It appears to me natural to make the first clause of John 8:29 also depend on the verb, You shall know; it sums up the declarations of John 8:16-18. The following clause then reproduces very forcibly (by asyndeton) this last affirmation: is with me. In contrast with the present which escapes Him, Jesus with assured confidence lays hold of the future: “You may reject me if you will, yet the Father remains in inner communion with me, as I have said to you, and He will protect my work.” One might be tempted to understand the words οὐκ ἀφῆκε in this sense. “In sending me, He has not suffered me to come alone here below; He has willed to accompany me Himself.” This indeed would be the most simple sense of the aorist. But in this case, how are we to understand what follows: “ Because I do always that which is pleasing to Him? ” Hengstenberg, who explains thus, has recourse to the divine foreknowledge: “He has not suffered me to come alone, since He well knows that I am faithful to Him in all things.” This sense is evidently forced. We must therefore understand the aorist ἀφῆκε in the sense in which we find it in the passage, Acts 14:17: “ God has not left Himself without witness. ” “God has, in no moment of my career, left me to walk alone, because at every moment He sees me doing that which pleases Him.” An instant therefore, a single one, in which Jesus had acted or spoken of His own impulse would have brought a rupture between Him and God; God would have immediately withdrawn from Jesus Himself, and that in the measure in which this will of His own was fixed within Him.

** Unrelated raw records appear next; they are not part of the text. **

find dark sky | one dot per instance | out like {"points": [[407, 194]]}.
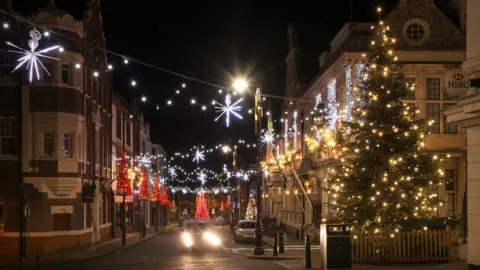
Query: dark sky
{"points": [[215, 40], [211, 40]]}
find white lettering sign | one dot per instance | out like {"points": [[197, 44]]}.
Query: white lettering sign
{"points": [[457, 82]]}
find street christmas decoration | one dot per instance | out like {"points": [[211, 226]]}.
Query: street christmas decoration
{"points": [[251, 212], [156, 190], [164, 197], [202, 210], [199, 156], [228, 202], [174, 206], [383, 172], [123, 184], [31, 57], [228, 108], [143, 194]]}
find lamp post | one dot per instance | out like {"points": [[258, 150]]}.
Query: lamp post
{"points": [[259, 230]]}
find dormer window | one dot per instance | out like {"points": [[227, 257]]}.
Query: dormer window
{"points": [[416, 32]]}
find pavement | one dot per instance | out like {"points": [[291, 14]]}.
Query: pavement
{"points": [[165, 251]]}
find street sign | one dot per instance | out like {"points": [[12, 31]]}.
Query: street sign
{"points": [[457, 82]]}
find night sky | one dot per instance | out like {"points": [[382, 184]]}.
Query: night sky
{"points": [[215, 41]]}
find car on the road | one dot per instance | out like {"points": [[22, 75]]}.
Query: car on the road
{"points": [[245, 230], [200, 234]]}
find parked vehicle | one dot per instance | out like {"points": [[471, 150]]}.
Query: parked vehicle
{"points": [[245, 230]]}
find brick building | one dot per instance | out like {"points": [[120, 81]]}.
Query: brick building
{"points": [[64, 139], [429, 45]]}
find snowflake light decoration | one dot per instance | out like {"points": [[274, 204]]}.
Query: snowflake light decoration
{"points": [[172, 172], [267, 138], [202, 177], [145, 161], [228, 108], [32, 57], [199, 156]]}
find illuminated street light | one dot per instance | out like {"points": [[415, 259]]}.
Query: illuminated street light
{"points": [[240, 84]]}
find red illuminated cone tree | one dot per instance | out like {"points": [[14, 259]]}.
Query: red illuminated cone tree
{"points": [[123, 184], [144, 194], [202, 211]]}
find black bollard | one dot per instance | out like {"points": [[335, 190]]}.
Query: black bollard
{"points": [[275, 246], [308, 254], [281, 246]]}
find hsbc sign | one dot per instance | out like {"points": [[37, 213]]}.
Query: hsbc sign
{"points": [[457, 82]]}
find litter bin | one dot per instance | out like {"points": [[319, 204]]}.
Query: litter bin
{"points": [[336, 248]]}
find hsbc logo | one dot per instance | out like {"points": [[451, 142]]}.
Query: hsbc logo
{"points": [[456, 82]]}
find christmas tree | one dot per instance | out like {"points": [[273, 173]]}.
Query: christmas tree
{"points": [[383, 170], [156, 190], [251, 209], [143, 195], [202, 211], [123, 184], [323, 134], [164, 196]]}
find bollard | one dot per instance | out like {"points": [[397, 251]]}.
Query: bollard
{"points": [[275, 246], [281, 246], [308, 255]]}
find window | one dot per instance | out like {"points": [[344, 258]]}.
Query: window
{"points": [[7, 136], [66, 145], [48, 72], [433, 89], [447, 96], [66, 73], [48, 143], [411, 89], [450, 204], [415, 32], [61, 222], [433, 113], [119, 125], [450, 180], [448, 127]]}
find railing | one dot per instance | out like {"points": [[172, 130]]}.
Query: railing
{"points": [[433, 246]]}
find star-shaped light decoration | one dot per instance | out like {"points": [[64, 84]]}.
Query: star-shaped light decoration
{"points": [[199, 156], [228, 108], [202, 177], [267, 138], [32, 57]]}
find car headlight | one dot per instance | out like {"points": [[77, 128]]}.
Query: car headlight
{"points": [[187, 239], [212, 239]]}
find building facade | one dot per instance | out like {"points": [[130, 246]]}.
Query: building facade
{"points": [[55, 141], [467, 115], [429, 45]]}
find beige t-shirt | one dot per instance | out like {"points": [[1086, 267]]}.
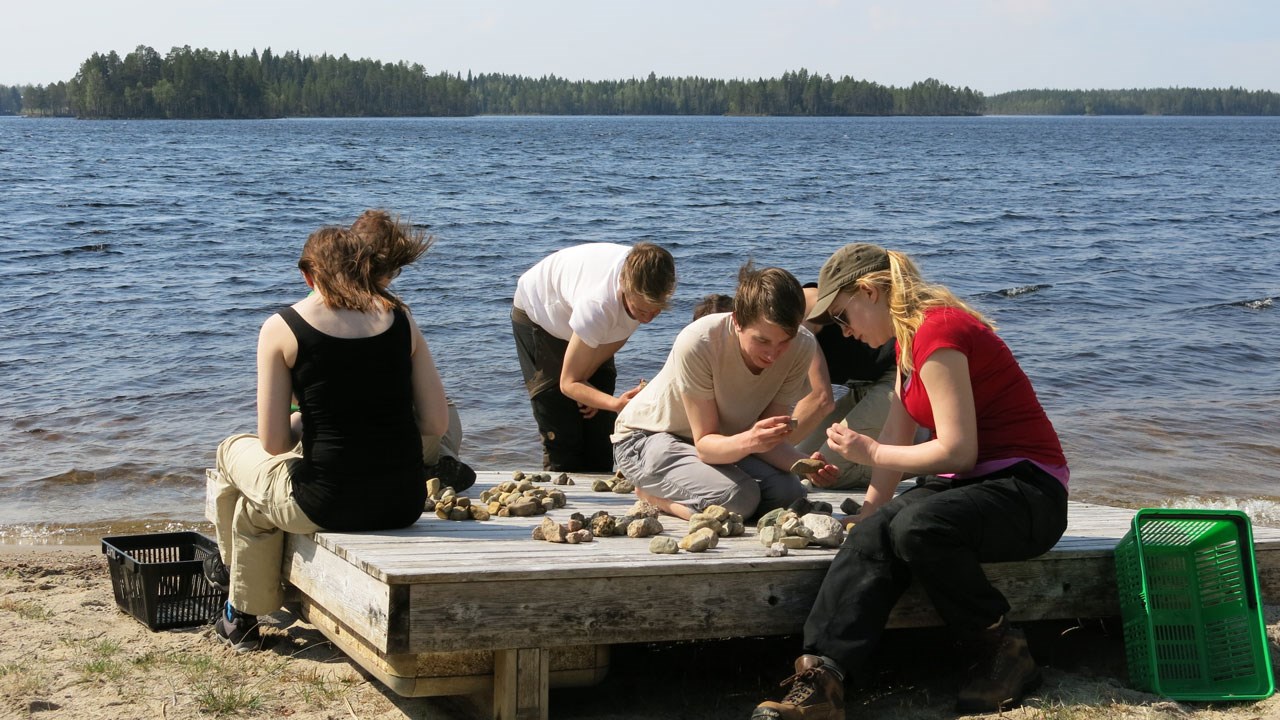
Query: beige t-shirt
{"points": [[707, 361]]}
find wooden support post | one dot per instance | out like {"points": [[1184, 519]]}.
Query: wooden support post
{"points": [[520, 683]]}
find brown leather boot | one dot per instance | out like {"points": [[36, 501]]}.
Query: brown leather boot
{"points": [[1001, 673], [817, 693]]}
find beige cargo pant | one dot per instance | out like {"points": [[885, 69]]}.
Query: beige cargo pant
{"points": [[255, 506]]}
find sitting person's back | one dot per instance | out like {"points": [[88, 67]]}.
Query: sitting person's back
{"points": [[366, 388]]}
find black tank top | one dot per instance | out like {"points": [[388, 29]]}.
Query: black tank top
{"points": [[362, 454]]}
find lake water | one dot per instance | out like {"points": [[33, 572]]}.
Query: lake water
{"points": [[1129, 261]]}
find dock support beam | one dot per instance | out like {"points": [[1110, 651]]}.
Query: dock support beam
{"points": [[521, 679]]}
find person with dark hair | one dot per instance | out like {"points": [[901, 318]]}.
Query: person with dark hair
{"points": [[571, 314], [711, 427], [368, 390], [396, 241], [991, 487], [713, 302], [865, 377]]}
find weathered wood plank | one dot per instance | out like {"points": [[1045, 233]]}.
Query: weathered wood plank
{"points": [[520, 683], [383, 597]]}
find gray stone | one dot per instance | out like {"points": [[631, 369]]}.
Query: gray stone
{"points": [[826, 529], [663, 545]]}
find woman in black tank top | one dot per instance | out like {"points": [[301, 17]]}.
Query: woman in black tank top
{"points": [[368, 390]]}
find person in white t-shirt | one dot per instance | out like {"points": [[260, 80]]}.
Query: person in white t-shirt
{"points": [[572, 311], [712, 427]]}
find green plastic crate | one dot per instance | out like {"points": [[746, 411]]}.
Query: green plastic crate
{"points": [[1189, 601]]}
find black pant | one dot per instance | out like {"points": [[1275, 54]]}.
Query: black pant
{"points": [[938, 533], [570, 441]]}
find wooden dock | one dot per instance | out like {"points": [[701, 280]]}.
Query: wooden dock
{"points": [[462, 607]]}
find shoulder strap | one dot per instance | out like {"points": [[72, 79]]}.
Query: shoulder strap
{"points": [[300, 327]]}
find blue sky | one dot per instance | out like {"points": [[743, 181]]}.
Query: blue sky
{"points": [[988, 45]]}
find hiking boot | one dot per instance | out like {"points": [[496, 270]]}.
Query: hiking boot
{"points": [[817, 693], [1001, 671], [453, 473], [216, 572], [238, 630]]}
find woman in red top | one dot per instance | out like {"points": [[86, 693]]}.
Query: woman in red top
{"points": [[991, 486]]}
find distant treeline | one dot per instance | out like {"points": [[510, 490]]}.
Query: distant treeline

The voluntary and complete dependence of Christ was the constant condition of the co-operation of the Father; comp. the words of John 10:17 and John 15:10, which express in the main the same thought. Certainly, if the evangelist had written his Gospel to set forth the theory of the Logos, he would never have put this saying into the mouth of Jesus. For it seems directly to contradict it. The communion of the Son and the Father is regarded here as resting upon a purely moral condition. But we see by this how real was the feeling which Jesus had of His truly human existence, and how John himself has taken for granted the humanity of his Master. Τὰ ἀρεστά, that which is pleasing to Him, designates the will of the Father, not from the point of view of the articles of a code, but in that which is most spiritual and inward in it. Indeed, this term does not express the contents only of the doing of Jesus, but its motive. He did not only what was pleasing to the Father, but He did it because it was pleasing to Him. It is proved by this saying that Jesus had the consciousness, not only of not having committed the least positive sin, but also of not having neglected the least good, and that in His feelings as well as in His outward conduct.
Here is one of the passages where we can make palpable the fact that the discourses of Jesus in the fourth Gospel are not compositions of the writer, but real discourses of Christ. 1. The communion with God which Jesus affirms can only be a real historical fact. It cannot have been invented by the author. If it were not in the experience, it would not be in the thought. 2. The allusion to the Jewish law (John 8:17-18), in order to justify a fact of so inward a nature, contains a surprising accommodation, which necessarily implies the historical surroundings in which Jesus taught. 3. The locality indicated with so much precision in John 8:20 testifies of a perfectly accurate historical recollection; otherwise, there would be here a piece of charlatanism, which it would be impossible to reconcile with the seriousness of the whole narrative.